In India, authorities said a 14-year-old girl in the western city of Pune became the country's first fatality from the virus.

The teenager first felt unwell on July 21, complaining of a sore throat, runny nose and headaches. She returned to school the following day after the general symptoms improved, the Ministry of Health and Family Welfare said.

She then developed a fever again on July 25 and two days later was admitted to a private clinic for treatment. She was put on a ventilator in an intensive care unit and was treated with Oseltamivir, a generic brand of Tamiflu.

"Her condition deteriorated again with multi-system involvement and (she) expired on the evening of 03.08.09," the ministry said in a statement.

Meanwhile, the Russian state health agency warned the country's football fans to stay away from the national team's World Cup qualifying tie with Wales in Cardiff on September 9.

"This would be an extremely unnecessary and inappropriate undertaking at a time of a flu epidemic," the head of Russia's state health agency Gennady Onishchenko said, according to local news agencies.

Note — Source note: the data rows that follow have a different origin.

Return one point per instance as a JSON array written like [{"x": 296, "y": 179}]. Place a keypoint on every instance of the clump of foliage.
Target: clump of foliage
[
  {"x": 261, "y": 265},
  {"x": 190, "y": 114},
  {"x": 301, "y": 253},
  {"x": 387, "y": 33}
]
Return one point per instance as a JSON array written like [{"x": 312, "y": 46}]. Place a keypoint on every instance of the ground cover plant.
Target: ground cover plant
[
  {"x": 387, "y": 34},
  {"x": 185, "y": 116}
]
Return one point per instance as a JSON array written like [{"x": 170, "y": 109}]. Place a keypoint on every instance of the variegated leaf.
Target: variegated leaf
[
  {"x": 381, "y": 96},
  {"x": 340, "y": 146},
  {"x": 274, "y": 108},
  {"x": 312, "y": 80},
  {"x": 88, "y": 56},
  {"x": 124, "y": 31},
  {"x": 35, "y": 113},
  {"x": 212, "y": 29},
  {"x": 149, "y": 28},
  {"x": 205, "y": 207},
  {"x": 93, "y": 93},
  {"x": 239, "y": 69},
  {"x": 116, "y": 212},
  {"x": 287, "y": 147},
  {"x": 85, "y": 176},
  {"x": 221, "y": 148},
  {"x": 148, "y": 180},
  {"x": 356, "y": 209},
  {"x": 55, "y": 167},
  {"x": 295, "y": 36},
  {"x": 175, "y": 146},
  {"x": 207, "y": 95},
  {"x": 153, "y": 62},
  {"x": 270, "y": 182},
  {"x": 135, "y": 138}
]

Onishchenko expressed fear that "the expressions of emotion on the part of football fans involving intense shouting" could lead to the airborne transmission of the flu virus.

Russia has to-date been relatively spared by the swine flu pandemic, with just 55 confirmed cases in the country.

Experts remain puzzled as to why different countries have not always been affected to the same degree, with England and Scotland both heavily hit proportionately, yet neighboring France's tally appearing light by comparison.

Some have argued that gargantuan sums being spent by rich economies on a disease that is no more lethal than seasonal flu are grotesquely disproportionate when thousands die each day of diseases which receive less media coverage.